The Olympic Games are almost upon us and there’s nobody who’s less enthusiastic about it than Londoners. As an example of what amazing hosts we are to welcome your arrival to the big smoke, we are planning to escape the city in droves over these two weeks in order to escape what we foresee to be a huge logistical nightmare and a big image overhaul of the city.
When we heard that Beijing spent billions to host the Olympics, we knew we won’t be able to keep up and deliver an Olympics experience with the same pizazz. Who can possibly top that amazing opening ceremony that showed the world the new super economic power from the East?
Therefore, in order to manage your expectations, I’ve made a list of five things to expect when you’re visiting us during the Olympic Games.
1. We have an international airport called Heathrow and you will hate it.
Don’t worry because you won’t be alone. We’re very sorry that you will have to wait for hours at the immigration queue (if you’re non European) and go through this process with no air conditioning at all in the immigration hall (which means a lot of body d’eau).
2. We have something called the tube and it will not be pleasant.
In anticipation of your arrival, we have been informed that the tube, which is your equivalent of the subway or metro, will be very crowded and we will have to find other ways to get to our destination. We are ready for this because Londoners walk to just about anywhere in the city. We suggest that you do that too instead of crowding around with thousands of other commuters trying to get on the tube. Enjoy the British weather and sights by foot!
3. While we’re on that, please bring a sturdy umbrella.
London weather is famously erratic.

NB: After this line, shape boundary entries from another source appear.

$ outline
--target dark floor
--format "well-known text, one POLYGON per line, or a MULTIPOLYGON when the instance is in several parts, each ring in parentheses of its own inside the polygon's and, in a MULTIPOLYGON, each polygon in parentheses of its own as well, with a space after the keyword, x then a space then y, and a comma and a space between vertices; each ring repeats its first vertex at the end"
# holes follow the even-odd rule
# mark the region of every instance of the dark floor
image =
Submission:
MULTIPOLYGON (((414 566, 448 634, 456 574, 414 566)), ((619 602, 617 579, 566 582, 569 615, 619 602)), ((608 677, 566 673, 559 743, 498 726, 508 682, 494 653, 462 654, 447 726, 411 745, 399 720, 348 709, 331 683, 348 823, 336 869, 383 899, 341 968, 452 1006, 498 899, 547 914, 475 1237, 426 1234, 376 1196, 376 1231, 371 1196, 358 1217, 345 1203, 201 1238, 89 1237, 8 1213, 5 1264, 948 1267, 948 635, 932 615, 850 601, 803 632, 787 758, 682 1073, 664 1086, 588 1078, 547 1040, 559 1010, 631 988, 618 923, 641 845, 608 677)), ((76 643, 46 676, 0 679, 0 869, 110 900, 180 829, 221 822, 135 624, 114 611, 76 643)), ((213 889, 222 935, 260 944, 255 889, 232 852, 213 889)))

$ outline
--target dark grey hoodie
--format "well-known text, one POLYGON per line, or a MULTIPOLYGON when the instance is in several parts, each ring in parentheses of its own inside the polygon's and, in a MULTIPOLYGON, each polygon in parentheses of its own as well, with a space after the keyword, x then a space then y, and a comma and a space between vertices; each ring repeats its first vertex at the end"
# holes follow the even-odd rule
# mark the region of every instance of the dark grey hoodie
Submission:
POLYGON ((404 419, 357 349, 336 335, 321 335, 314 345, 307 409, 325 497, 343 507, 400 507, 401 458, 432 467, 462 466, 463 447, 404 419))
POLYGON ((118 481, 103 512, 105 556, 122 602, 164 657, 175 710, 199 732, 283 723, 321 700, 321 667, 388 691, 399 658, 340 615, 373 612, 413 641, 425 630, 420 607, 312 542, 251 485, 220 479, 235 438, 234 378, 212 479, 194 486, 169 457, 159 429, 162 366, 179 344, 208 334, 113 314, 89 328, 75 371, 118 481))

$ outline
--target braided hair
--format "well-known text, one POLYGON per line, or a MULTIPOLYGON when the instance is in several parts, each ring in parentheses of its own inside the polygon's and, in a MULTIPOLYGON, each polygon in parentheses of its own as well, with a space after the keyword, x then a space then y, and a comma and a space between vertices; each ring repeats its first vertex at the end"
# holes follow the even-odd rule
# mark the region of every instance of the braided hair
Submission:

You will attain skills of how to dress for three different kinds of weather possible over the summer that can all happen within the same day – sunny, rainy, and windy and rainy. Please bring a proper brolly in case the rain comes and a light cardigan for the wind. Do not be fooled by the sun, for London’s weather is so famously gloomy, it is a great breeding ground for vampires.
4. Please keep to the right of escalators and stairs.
Just like many other things in life, we like order. When you take the escalator, please keep to the right unless you are in a hurry to climb or descend in which you shall use the left lane. It doesn’t matter if you’re coming with your significant other and you would both like to be on the same step. We don’t make exceptions for anyone. You can try, but someone will still request you to keep to a side.
5. We are private people.
Londoners can be friendly, but we are private people in general. We will be happy to help with directions, but please do not expect to engage us in casual conversations out of the blue. This is unfortunately one of the few side effects that arise from living in a city – people shut you out and shut you down. We are very understanding of your excitement about the Olympics and the games, but please keep the excitement to yourself and do not attract attention to the group you are travelling with. We don’t care if you have front row seats to watch the swimming final starring Michael Phelps or if you made out with Michael Phelps the night before. Discretion is so undervalued these days and we like to (pretend to) practise this in public.
With that, we wish you a very pleasant stay in our city and we hope you have the time of your life.